Çocuklarda uykudayken yatak ıslatma olarak bilinen “nokturnal enürezis”, ailelerin nedenleri ve tedavisi hakkında sıklıkla soru sorduğu bir konu. Türk Çocuk Ürolojisi Derneği Genel Sekreteri Prof. Dr. Koray Ağras, gece yatak ıslatma hakkında merak edilenleri cevaplıyor.
Gece yatak ıslatma nedir, ne zamana kadar normal bir durumdur?
Halk arasındaki adıyla “gece yatak ıslatma” ya da tıbbi adıyla “nokturnal enürezis”, gece veya gündüz uykudayken idrar kaçırma anlamına gelir. Sağlıklı bir çocukta idrar kontrolü genellikle 2-4 yaşlar arasında kazanılmakta, bu süreç bazen 5 yaşa kadar uzayabilmektedir. Eğer bir çocukta 5 yaşından sonra idrar kaçırma söz konusuysa, o zaman bunun artık normal bir durum olmadığını düşünerek tedavi etmemiz gerekir.

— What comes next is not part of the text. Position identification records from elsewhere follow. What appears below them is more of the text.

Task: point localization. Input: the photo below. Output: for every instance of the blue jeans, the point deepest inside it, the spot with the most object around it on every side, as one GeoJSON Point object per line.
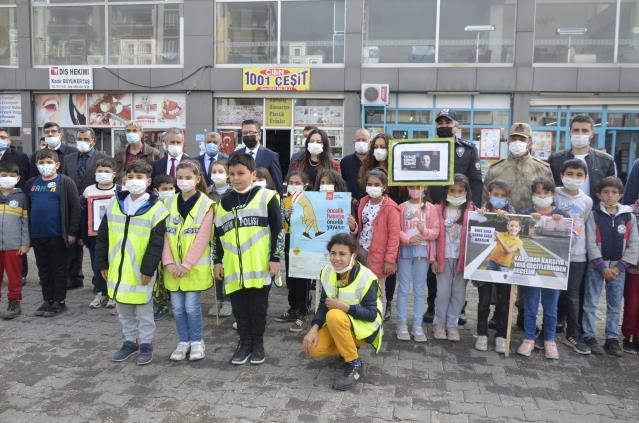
{"type": "Point", "coordinates": [549, 300]}
{"type": "Point", "coordinates": [187, 311]}
{"type": "Point", "coordinates": [614, 295]}
{"type": "Point", "coordinates": [414, 269]}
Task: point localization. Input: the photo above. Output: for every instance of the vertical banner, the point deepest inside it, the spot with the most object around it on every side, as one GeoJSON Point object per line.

Gece yatak ıslatma sık görülen bir sorun mudur?
Gece yatak ıslatma, Çocuk Ürolojisi polikliniklerine en sık başvuru sebeblerinden biridir. Yedi yaşındaki çocukların %5-10’unda, ergenlerin ise %1-2’sinde görülmektedir. Bu sorun tedavi edilmediğinde veya yetersiz tedavi edildiğinde erişkin dönemde de devam edebilmektedir. Erkek çocuklarda, kızların iki katı oranında görülmektedir.
Gece yatak ıslatma genetik geçişli midir?

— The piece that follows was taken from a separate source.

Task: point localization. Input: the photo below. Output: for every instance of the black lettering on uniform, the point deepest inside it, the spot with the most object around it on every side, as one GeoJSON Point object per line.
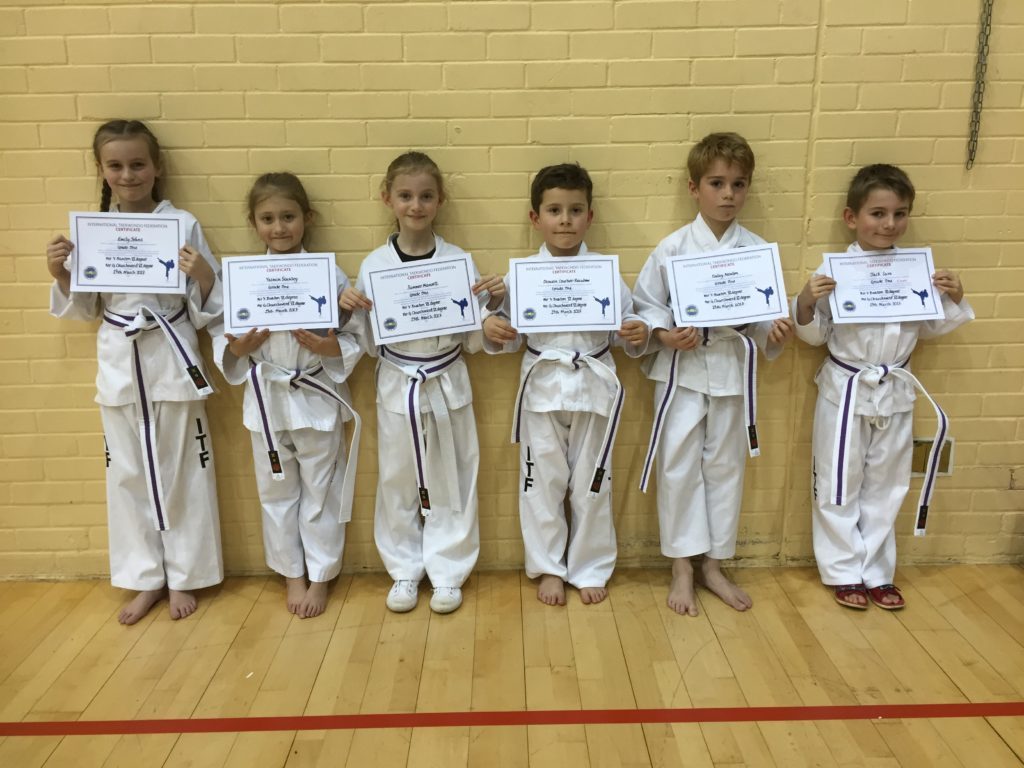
{"type": "Point", "coordinates": [204, 452]}
{"type": "Point", "coordinates": [527, 481]}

Evet doğru, genetik geçiş gece yatak ıslatma sorununda etkilidir. Anne-baba veya yakın bir akrabanın çocukluğunda gece yatak ıslatma yoksa, çocukta bu sorunun görülme ihtimali %15 iken, bu kişilerin herhangi birinde gece yatak ıslatma olması halinde, çocukta da olma ihtimali %44’e yükselmektedir. Ebeveynlerin her ikisinin özgeçmişinde bu sorun varsa, çocuklarında gece yatak ıslatma görülme şansı %77’dir. Gece yatak ıslatma sorunuyla ilgili 12,13 ve 22 no’lu kromozomlarda genetik problemler olduğu araştırmalarda gösterilmiştir.
Gece yatak ıslatmanın nedeni psikolojik midir?

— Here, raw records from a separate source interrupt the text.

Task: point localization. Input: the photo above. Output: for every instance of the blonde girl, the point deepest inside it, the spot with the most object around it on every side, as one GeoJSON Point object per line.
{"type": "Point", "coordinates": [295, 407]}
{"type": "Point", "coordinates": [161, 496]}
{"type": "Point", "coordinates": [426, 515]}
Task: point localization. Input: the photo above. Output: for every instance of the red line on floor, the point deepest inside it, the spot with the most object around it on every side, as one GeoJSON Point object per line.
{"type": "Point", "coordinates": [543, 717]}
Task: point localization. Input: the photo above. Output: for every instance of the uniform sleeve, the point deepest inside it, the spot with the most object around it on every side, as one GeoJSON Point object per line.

Gece yatak ıslatmada altta yatan sorunun psikolojik olup olmadığı ailelerin çok merak ettiği bir konudur. Yapılan çalışmalar, enürezisli çocuklardaki psikolojik etkilenmenin idrar kaçırma problemine ikincil neden olduğunu göstermiştir. Yani gece yatak ıslatmanın nedeni psikolojik sorunlar değildir. Psikolojik sorunlar tedavide gecikilmesi halinde karşımıza çıkan durumlardır.
Gece yatak ıslatma tedavi edilmezse kendi kendine düzelir mi?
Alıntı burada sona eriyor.